OPEC has asked Nigerian oil minister Emmanuel Ibe Kachikwu and Libyan oil chief Mustafa Sanallah to explain their production plans at a meeting Friday. Mr. Kachikwu said his country is willing to cap its production but not until production had stabilized at higher levels.

“If these countries stabilize around certain levels and hold them around a period of time, then this would be the time for them to join this initiative,” said Russian Energy Minister Alexander Novak, whose country isn’t an OPEC member but who has taken on a leading role this year in regulating output.

OPEC—and allies such as Russia—didn’t make a recommendation Friday on whether the group should extend its oil cuts beyond March 2018. OPEC will have a full meeting on Nov. 30 to decide on production.

Oil prices were up slightly after Friday’s meeting. Brent crude, the international benchmark, was up 0.57% in London, trading at $56.41, while U.S. prices were up 0.24%, at $50.67.

Oil prices have risen 10% in the past three weeks on optimism that OPEC’s production cuts, announced last year and put in effect this year, were finally working.

OPEC members’ national oil ministers on Friday praised the effect of their production cuts. Kuwaiti Oil Minister Essam al-Marzouq said the developed world’s oil inventories had fallen by 170 million barrels from January to August. OPEC is trying to bring oil inventories down closer to historic averages.

“While we are on the right track and there is more light at the end of the tunnel, this is not the time to take our foot off the accelerator,” he said.

However, Libya and Nigeria are pumping out so much new oil that, combined with robust output from the U.S., they are keeping the world well supplied with crude and weighing down prices, said Ian Taylor, chief executive of Vitol Group, the world’s largest independent oil trader.

Mr. Taylor said he doesn’t see oil reaching $60 a barrel this year. “I would be very surprised to see it with a six in front of it before the end of the year,” he said. “I don’t think it’s going to happen.”

OPEC has no legal mechanism to force Libya and Nigeria to join its output cuts, though it has expelled members, such as Indonesia, who refused to get on board when a consensus was reached. The cartel can also put public pressure on countries to get in line.

For their part, Nigeria and Libya say they have no immediate plans to pull back.

In Nigeria, oil production rose to 1.69 million barrels a day in August, its highest level since February 2016.

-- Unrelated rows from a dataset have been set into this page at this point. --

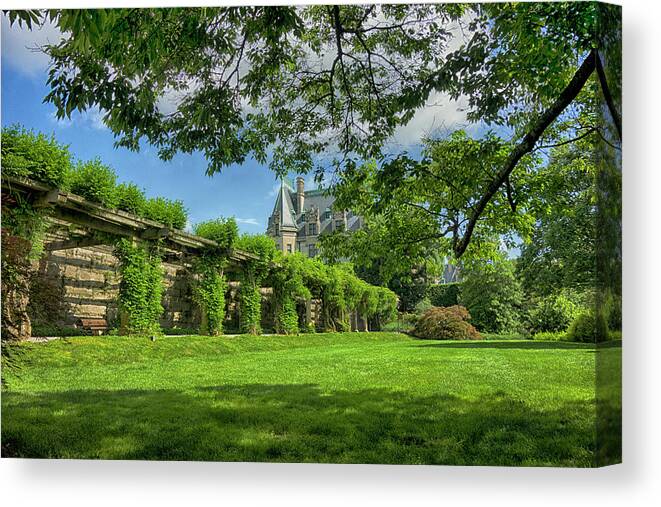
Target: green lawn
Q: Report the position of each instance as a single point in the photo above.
(347, 398)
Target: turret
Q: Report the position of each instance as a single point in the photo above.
(300, 194)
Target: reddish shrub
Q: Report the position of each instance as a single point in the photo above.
(446, 323)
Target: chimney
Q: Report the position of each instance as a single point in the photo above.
(300, 194)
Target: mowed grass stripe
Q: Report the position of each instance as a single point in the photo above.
(353, 397)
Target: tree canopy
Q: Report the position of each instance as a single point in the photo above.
(285, 84)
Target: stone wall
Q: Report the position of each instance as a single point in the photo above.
(84, 283)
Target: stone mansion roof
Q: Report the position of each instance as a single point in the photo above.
(316, 207)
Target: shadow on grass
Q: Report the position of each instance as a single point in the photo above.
(296, 423)
(520, 345)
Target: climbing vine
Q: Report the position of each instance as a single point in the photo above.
(254, 271)
(289, 289)
(211, 285)
(209, 294)
(140, 289)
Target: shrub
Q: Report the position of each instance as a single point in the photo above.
(449, 323)
(553, 313)
(168, 212)
(493, 296)
(583, 328)
(26, 154)
(131, 198)
(422, 306)
(223, 231)
(446, 294)
(95, 182)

The increase follows a cease-fire that Vice President Oluyemi Osinbajo sealed with militants in the country’s oil-rich Niger Delta. The militants had cut off pipelines to export hubs in a complicated standoff with the government over money and services, contributing to the country’s first recession in 25 years and leading to rising unemployment.

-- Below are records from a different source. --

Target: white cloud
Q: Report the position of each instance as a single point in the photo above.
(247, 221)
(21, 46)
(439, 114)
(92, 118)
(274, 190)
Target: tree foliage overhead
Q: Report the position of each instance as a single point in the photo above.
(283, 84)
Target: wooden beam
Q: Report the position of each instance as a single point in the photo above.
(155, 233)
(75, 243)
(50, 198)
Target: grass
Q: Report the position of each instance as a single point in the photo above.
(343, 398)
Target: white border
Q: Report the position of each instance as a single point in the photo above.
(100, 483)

Mr. Kachikwu said he is supportive of OPEC’s policy and would cap his country’s production at 1.8 million barrels a day but wants to wait another six months to see if the country’s output can stabilize at higher levels. “Our numbers haven’t shown that yet. So there really isn’t any issue for debate here,” he said.

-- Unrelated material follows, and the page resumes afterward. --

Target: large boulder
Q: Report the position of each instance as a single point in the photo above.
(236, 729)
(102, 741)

Libyan production has shot up even faster, reaching 1 million barrels a day in July for the first time in four years. As recently as August 2016, Libya’s output was below 300,000 barrels a day.

A top official at Libya’s National Oil Co. said his country had no intention to cap its output for now. “Our production is too unstable,” he said. “There is fighting everywhere,” citing armed clashes between Islamist militias and their foes.

Libya remains divided between a United Nations-backed government in Tripoli and militias in the east aligned with Egypt and Russia. Islamic State is regrouping in the vacuum, The Wall Street Journal has reported, plotting attacks both in Libya and elsewhere.

Saudi Arabia oil minister Khalid Falih didn’t attend but called in. He has lobbied Nigeria and Libya to join in cuts but also served as a buffer between the countries and members who want to take a harder line against them.

The meeting “put OPEC’s problem children under the microscope,” said Helima Croft, chief commodities strategist at RBC Capital Markets.

—Sarah McFarlane in London and Sarah Kent in Abuja, Nigeria, contributed to this article.